Vers le sud

Vers le sud
Titre original:Vers le sud
Réalisateur:Laurent Cantet
Sortie:Cinéma
Durée:107 minutes
Date:25 janvier 2006
Note:
Vers la fin des années 1970, des femmes américaines plus très jeunes viennent en Haïti pour y jouir des plaisirs charnels que leur proposent les jeunes hommes indigènes. Dans l'hôtel de "La Petite Anse", c'est le très beau et sensuel Legba qui est convoité par toutes les femmes. Parmi elles, Ellen, une prof de français de Boston qui vient depuis des années se délecter de Legba, en échange de quelques cadeaux et d'argent, et Brenda, qui revient pour la deuxième fois, après avoir connu une excitation sexuelle sans précédent avec le jeune homme trois ans plus tôt.

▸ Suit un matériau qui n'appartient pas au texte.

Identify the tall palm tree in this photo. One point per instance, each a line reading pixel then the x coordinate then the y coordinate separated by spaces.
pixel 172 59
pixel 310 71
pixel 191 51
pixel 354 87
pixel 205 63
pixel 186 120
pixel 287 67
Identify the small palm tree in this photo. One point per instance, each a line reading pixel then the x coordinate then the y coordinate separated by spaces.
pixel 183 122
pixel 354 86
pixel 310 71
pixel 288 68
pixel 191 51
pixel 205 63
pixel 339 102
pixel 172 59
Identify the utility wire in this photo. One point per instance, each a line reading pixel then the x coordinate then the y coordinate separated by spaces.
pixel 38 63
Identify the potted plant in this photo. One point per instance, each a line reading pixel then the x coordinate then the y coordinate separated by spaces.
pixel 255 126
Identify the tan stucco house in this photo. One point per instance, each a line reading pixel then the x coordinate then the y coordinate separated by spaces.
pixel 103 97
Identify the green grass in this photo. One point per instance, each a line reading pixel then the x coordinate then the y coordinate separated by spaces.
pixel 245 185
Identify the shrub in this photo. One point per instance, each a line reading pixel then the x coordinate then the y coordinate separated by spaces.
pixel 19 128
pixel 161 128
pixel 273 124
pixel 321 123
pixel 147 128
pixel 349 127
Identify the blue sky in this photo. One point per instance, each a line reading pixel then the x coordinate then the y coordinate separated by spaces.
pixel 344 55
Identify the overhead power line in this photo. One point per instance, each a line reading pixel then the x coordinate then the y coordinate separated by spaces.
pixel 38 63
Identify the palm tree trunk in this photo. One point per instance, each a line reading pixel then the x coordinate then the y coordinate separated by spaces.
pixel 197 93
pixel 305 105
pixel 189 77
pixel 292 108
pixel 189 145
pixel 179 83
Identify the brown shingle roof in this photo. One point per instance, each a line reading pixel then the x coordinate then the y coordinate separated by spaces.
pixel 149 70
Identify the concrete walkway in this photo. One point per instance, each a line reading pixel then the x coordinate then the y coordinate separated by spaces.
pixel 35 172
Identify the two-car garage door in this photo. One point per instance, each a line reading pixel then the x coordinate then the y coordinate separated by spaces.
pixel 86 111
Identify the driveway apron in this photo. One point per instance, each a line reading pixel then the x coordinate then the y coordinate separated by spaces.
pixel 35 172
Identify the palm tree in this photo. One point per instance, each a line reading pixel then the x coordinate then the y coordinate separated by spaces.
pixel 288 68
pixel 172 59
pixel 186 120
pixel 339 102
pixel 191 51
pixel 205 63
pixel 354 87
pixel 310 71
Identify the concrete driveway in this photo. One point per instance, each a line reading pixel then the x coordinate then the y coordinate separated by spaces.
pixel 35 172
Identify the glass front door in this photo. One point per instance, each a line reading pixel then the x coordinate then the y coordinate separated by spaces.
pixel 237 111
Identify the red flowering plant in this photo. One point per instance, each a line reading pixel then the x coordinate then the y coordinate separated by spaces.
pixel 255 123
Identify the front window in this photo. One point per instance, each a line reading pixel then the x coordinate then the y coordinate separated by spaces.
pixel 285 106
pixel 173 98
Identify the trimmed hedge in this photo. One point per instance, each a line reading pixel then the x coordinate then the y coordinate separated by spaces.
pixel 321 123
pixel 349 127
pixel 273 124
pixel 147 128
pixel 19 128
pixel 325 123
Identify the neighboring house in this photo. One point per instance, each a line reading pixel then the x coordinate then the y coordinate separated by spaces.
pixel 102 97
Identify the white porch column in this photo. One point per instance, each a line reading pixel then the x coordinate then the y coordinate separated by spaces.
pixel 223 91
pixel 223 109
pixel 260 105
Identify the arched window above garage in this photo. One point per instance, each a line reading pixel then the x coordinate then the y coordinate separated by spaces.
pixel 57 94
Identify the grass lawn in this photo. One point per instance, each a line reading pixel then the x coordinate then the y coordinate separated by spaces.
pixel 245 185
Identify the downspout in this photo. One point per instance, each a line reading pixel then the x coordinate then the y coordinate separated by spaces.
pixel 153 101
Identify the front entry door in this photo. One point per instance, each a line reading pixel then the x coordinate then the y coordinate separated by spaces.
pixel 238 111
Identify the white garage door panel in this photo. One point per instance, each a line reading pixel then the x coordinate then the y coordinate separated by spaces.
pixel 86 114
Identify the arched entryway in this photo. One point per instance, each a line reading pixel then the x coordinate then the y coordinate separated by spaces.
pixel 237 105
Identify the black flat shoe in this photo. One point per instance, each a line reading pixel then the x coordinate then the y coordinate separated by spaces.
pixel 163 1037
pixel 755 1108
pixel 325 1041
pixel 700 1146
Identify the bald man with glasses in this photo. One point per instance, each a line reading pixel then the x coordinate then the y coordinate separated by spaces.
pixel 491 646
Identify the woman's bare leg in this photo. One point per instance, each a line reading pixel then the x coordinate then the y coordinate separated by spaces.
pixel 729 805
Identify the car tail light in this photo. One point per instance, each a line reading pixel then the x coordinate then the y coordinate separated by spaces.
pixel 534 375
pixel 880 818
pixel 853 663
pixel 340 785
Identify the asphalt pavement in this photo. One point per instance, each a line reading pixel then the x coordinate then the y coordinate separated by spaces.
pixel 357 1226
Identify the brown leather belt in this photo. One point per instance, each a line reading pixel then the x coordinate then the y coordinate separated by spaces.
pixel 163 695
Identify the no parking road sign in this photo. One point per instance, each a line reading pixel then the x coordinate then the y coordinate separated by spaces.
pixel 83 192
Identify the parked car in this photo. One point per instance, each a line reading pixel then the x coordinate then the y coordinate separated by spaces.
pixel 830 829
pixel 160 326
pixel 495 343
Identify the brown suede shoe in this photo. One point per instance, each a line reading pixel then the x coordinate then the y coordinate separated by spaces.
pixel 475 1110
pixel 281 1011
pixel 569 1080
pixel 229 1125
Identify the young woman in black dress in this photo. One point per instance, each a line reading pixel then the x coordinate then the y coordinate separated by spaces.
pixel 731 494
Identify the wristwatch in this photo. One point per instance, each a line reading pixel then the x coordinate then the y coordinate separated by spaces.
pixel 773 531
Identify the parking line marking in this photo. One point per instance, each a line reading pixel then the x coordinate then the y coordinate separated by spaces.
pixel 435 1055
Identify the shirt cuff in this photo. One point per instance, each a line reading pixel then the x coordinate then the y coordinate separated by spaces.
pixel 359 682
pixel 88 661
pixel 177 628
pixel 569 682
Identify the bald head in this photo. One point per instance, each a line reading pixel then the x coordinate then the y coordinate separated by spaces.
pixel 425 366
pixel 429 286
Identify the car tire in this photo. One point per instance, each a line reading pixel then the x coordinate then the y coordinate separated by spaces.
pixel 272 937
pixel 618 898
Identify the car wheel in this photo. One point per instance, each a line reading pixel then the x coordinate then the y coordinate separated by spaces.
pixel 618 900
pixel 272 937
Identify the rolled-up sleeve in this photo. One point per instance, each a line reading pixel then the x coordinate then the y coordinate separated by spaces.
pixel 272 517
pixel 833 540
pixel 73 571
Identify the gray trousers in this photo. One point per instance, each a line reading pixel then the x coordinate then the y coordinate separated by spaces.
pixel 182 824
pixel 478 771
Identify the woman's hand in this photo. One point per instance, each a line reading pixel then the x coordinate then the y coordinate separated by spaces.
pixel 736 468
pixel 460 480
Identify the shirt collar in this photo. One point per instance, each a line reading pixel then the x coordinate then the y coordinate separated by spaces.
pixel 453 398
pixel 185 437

Mais les jalousies et coups de griffe des femmes ignorent tout de la situation difficile dans laquelle vit l'objet de leurs fantasmes.

Critique de Tootpadu

Laurent Cantet n'en démord pas de son regard sans concession sur le dysfonctionnement de notre modèle social. Après ses deux premiers films sur le monde du travail, dont surtout le premier, Ressources humaines, était remarquable, il change de registre pour passer au crible une conception hédoniste, et surtout égoïste, du tourisme. Le contexte a beau être différent, y compris le point de vue féminin de l'histoire, Cantet excelle toujours autant dans son refus des compromis et dans une peinture sociale sans salut.
Vers le sud joue en effet beaucoup sur la dichotomie entre le cadre paradisiaque du Haïti, et les agissements douteux qui s'y produisent. Chaque personnage cherche ainsi son petit coin du paradis, son point de fuite pour échapper à la morosité sociale, émotionnelle ou sexuelle. Et bien entendu, ce refuge s'avère rapidement illusoire, pour des raisons diverses, mais dans chaque cas inéluctables. Les confessions de quatre personnages principaux que Cantet enregistre, dans l'esprit des nouvelles de Dany Laferrière sur lesquelles son film se base, fonctionnent dans ce sens tel des mises à nu d'êtres enfermés dans une cage sociale invisible. Bien que certains d'entre eux soient conscients de leur condition (Ellen dans un élan de clairvoyance qui déchantera cependant bientôt), cette lucidité ne leur permet pas de se révolter contre la perfidie du système d'exploitation auquel ils adhèrent. Mais s'attendre à un sursaut bienveillant qui abolira les rapports dégradants entre les personnages, ce serait mal comprendre les intentions du réalisateur qui n'a sans doute pas fait ce film pour juger.
Non, la démarche du cinéaste ressemble davantage à un dépouillement de conventions culturelles et sociales qui n'auraient pas lieu d'être dans un monde parfait. Comme un chirurgien, il dissèque les différentes souches de l'intrigue, il utilise sa caméra en guise de scalpel pour mieux trancher dans le malaise qui habite ses personnages. Car cette romance empoisonnée n'est point un film facile à voir, plutôt une expérience dure et enrichissante, qui permettra dans le meilleur des cas d'y voir un peu plus clair dans les profondeurs de nos fantasmes et dans le fonctionnement des injustices sociales. Là encore, Cantet ne propose aucune solution aux problèmes, mais il expose les travers très humains de ses personnages avec une crudité inhabituelle. C'est en outre ce ton franc qui permet à son film d'accéder au statut de conte moral intemporel, de s'inscrire dans la liste exclusive des oeuvres qui ont osé regarder la noirceur de l'âme humaine en face.
Charlotte Rampling n'arrêtera décidément plus à nous surprendre dans des rôles de plus en plus sublimes et imprévisibles. Son personnage est ainsi un véritable monstre qui dispose d'une vulnérabilité insoupçonnée et qui est peut-être la seule à comprendre à quel point le bonheur est éphémère. Ce qui ne l'empêche nullement de se réfugier dans le paradis envenimé de l'arrogance, une fois que son eden sexuel s'est écroulé. Mais le jeu parfait de cette très grande dame du cinéma européen est encore renforcé par sa capacité à laisser s'exprimer les autres comédiens. Ainsi, Karen Young est tout aussi époustouflante dans le rôle de Brenda, une femme qui est en voie de devenir comme Ellen, mais qui n'a pas encore fait le deuil de ses sentiments.